Davacı vekilinin katılma yolu ile vermiş olduğu istinaf dilekçesinde özetle; davalı yanın istinafının reddine, müvekkili lehine eksik olarak hükmedilen icra inkar tazminatı yönünden istinaf talebinin kabulüne karar verilmesini talep ve istinaf etmiştir.
HUKUKİ NİTELENDİRME,
DELİLLERİN VE İSTİNAF SEBEPLERİNİN DEĞERLENDİRİLMESİ:
Dairemizce HMK’nın 355 maddesi kapsamında istinaf dilekçesinde belirtilen sebeplerle ve kamu düzenine ilişkin hükümlerle sınırlı olmak üzere inceleme yapılmıştır.
Dava; faturaya dayalı alacağın tahsili talebi ile başlatılan icra takibine vaki itiraz üzerine açılan itirazın iptali davasıdır.
Davalı ödemelerinin davacının defterlerinde kaydının bulunmadığı, dava dilekçesinde de ödemelerle ilgili her herhangi bir beyanın bulunmadığı, ancak cevaba cevap dilekçesinde ödemelerin defterlerinde düşürüldüğü beyan edilmiş ise de; defterlerde herhangi bir ödeme kaydının bulunmadığı görülmüştür.
Mahkeme, ispat külfetinin tamamen davacıda olduğunu kabul ederek; davacının defterlerine, davacının kabulünde olan davalının ödemelerine dayanarak davayı kabul etmiştir.
Usulüne uygun olarak tutulan ticari defter kayıtlarının sahibi halefleri lehine delil olarak kabul edilebilmesi için, diğer tarafın aynı şartlara uygun olarak tutulmuş olan ticari defterlerindeki kayıtların bunlara aykırı olmaması veya ilgili hususta hiçbir kayıt içermemesi halinde ticari defterler, sahibi lehine delil olarak kullanılamaz.(HMK m. 222/3)

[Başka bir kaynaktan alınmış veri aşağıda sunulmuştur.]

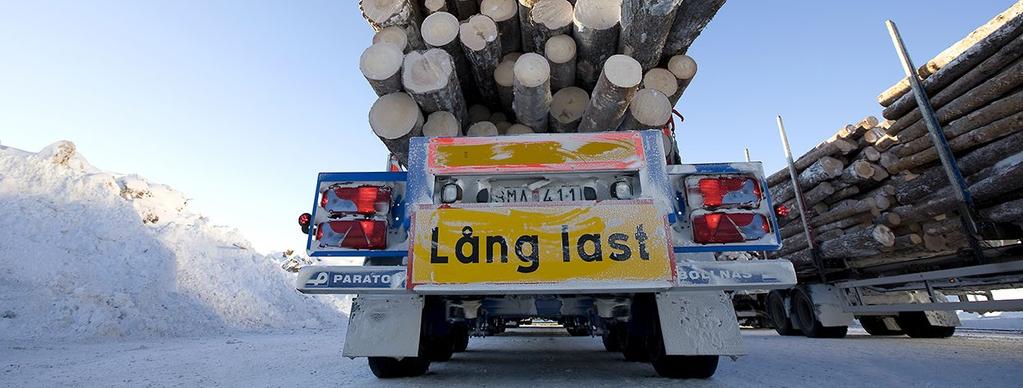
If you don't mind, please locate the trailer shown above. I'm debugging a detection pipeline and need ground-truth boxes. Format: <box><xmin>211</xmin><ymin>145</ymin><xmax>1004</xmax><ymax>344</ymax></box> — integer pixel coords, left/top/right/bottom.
<box><xmin>297</xmin><ymin>130</ymin><xmax>796</xmax><ymax>378</ymax></box>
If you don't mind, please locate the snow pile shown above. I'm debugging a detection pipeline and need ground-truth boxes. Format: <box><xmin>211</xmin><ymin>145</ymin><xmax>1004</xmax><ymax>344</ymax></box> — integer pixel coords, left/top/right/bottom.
<box><xmin>0</xmin><ymin>141</ymin><xmax>345</xmax><ymax>339</ymax></box>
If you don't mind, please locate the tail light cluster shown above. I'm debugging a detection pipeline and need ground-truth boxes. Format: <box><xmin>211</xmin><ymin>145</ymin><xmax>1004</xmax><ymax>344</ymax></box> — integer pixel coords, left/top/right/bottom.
<box><xmin>315</xmin><ymin>185</ymin><xmax>393</xmax><ymax>249</ymax></box>
<box><xmin>684</xmin><ymin>174</ymin><xmax>771</xmax><ymax>244</ymax></box>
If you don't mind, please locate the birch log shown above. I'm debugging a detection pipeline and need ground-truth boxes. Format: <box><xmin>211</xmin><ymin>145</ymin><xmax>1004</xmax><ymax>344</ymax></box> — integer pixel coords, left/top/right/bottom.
<box><xmin>618</xmin><ymin>0</ymin><xmax>681</xmax><ymax>72</ymax></box>
<box><xmin>663</xmin><ymin>0</ymin><xmax>725</xmax><ymax>61</ymax></box>
<box><xmin>572</xmin><ymin>0</ymin><xmax>622</xmax><ymax>90</ymax></box>
<box><xmin>480</xmin><ymin>0</ymin><xmax>522</xmax><ymax>54</ymax></box>
<box><xmin>579</xmin><ymin>54</ymin><xmax>642</xmax><ymax>132</ymax></box>
<box><xmin>401</xmin><ymin>48</ymin><xmax>469</xmax><ymax>125</ymax></box>
<box><xmin>548</xmin><ymin>86</ymin><xmax>589</xmax><ymax>133</ymax></box>
<box><xmin>458</xmin><ymin>14</ymin><xmax>501</xmax><ymax>103</ymax></box>
<box><xmin>513</xmin><ymin>53</ymin><xmax>551</xmax><ymax>133</ymax></box>
<box><xmin>369</xmin><ymin>92</ymin><xmax>424</xmax><ymax>166</ymax></box>
<box><xmin>359</xmin><ymin>43</ymin><xmax>404</xmax><ymax>96</ymax></box>
<box><xmin>543</xmin><ymin>35</ymin><xmax>576</xmax><ymax>91</ymax></box>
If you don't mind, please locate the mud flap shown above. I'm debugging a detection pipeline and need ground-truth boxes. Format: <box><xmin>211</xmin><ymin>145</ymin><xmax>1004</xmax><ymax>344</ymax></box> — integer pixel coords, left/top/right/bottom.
<box><xmin>342</xmin><ymin>295</ymin><xmax>424</xmax><ymax>357</ymax></box>
<box><xmin>657</xmin><ymin>291</ymin><xmax>745</xmax><ymax>355</ymax></box>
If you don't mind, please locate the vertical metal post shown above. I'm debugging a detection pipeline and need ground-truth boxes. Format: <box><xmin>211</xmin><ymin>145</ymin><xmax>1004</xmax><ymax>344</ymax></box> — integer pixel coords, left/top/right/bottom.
<box><xmin>885</xmin><ymin>20</ymin><xmax>984</xmax><ymax>261</ymax></box>
<box><xmin>777</xmin><ymin>116</ymin><xmax>827</xmax><ymax>282</ymax></box>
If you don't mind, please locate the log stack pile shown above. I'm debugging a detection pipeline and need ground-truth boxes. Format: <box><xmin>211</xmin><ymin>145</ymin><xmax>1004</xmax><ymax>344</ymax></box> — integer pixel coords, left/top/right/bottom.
<box><xmin>359</xmin><ymin>0</ymin><xmax>724</xmax><ymax>164</ymax></box>
<box><xmin>768</xmin><ymin>1</ymin><xmax>1023</xmax><ymax>273</ymax></box>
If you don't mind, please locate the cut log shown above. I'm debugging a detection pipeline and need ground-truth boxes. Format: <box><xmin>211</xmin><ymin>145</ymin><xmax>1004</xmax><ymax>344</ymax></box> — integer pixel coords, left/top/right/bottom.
<box><xmin>548</xmin><ymin>86</ymin><xmax>589</xmax><ymax>133</ymax></box>
<box><xmin>883</xmin><ymin>34</ymin><xmax>1023</xmax><ymax>120</ymax></box>
<box><xmin>819</xmin><ymin>225</ymin><xmax>895</xmax><ymax>259</ymax></box>
<box><xmin>618</xmin><ymin>89</ymin><xmax>671</xmax><ymax>131</ymax></box>
<box><xmin>359</xmin><ymin>43</ymin><xmax>405</xmax><ymax>96</ymax></box>
<box><xmin>359</xmin><ymin>0</ymin><xmax>427</xmax><ymax>50</ymax></box>
<box><xmin>494</xmin><ymin>56</ymin><xmax>518</xmax><ymax>115</ymax></box>
<box><xmin>422</xmin><ymin>12</ymin><xmax>478</xmax><ymax>100</ymax></box>
<box><xmin>465</xmin><ymin>121</ymin><xmax>499</xmax><ymax>137</ymax></box>
<box><xmin>668</xmin><ymin>54</ymin><xmax>697</xmax><ymax>106</ymax></box>
<box><xmin>663</xmin><ymin>0</ymin><xmax>724</xmax><ymax>60</ymax></box>
<box><xmin>888</xmin><ymin>54</ymin><xmax>1023</xmax><ymax>141</ymax></box>
<box><xmin>373</xmin><ymin>26</ymin><xmax>409</xmax><ymax>53</ymax></box>
<box><xmin>878</xmin><ymin>2</ymin><xmax>1023</xmax><ymax>106</ymax></box>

İspat; dava konusu yapılan hakkın gerçekten var olup olmadığının anlaşılması, maddi hukukun o hakkın doğumunu veya sona ermesini kendisine bağladığı vakaların doğru olup olmadığının tespit edilmesi sonucunda mümkün olur. İşte dava konusu hakkın ve buna karşı yapılan savunmanın dayandığı vakaların var olup olmadıkları hakkında mahkemeye kanaat verilmesi işlemidir. (Baki Kuru, Hukuk Muhakemeleri Usulü – 2001 Basım -Syf -1966) Hakim, davada hangi çekişmeli vakanın ispat edilmesi gerektiğini tespit ettikten sonra bu vakaların kimin tarafından ispat edilmesi sorusuyla karşılaşır; buna da ispat yükü denilir. İspat yükü, hayatın olağan akışına aykırı iddia ve savunmada bulunana düşer; kendisine ispat yükü düşen taraf için bu bir yükümlülük değil, sadece bir yüktür. Zira, taraf kendisi tarafından ispatı gereken bir vakayı ispat edemezse, karşı taraf onu mutlaka ispat etmesini isteyemez. Bilakis, kendisine ispat yükü düşen taraf o vakayı ispat edememiş sayılır; mesela, kendisine ispat yükü düşen ve bu yerine getiremeyen taraf davacı ise, davasını ispat edememiş sayılır ve dava bu nedenle reddedilir. Konuyla ilgili genel kural Türk Medeni Kanunu’nun 6. maddesinde düzenlenmiştir. Buna göre; “kanunda aksine bir hüküm bulunmadıkça taraflardan her biri olguların varlığını ispatla yükümlüdür.” Bu durum karşısında somut olayda; davalı ödeme savunmasında bulunduğu için ödemelerini ispat etmekle, davacı ise; davalının yapmış olduğu ödemelerde kabul etmediklerinin başka bir ticari ilişkiden kaynaklandığını, ispat külfeti altındadırlar.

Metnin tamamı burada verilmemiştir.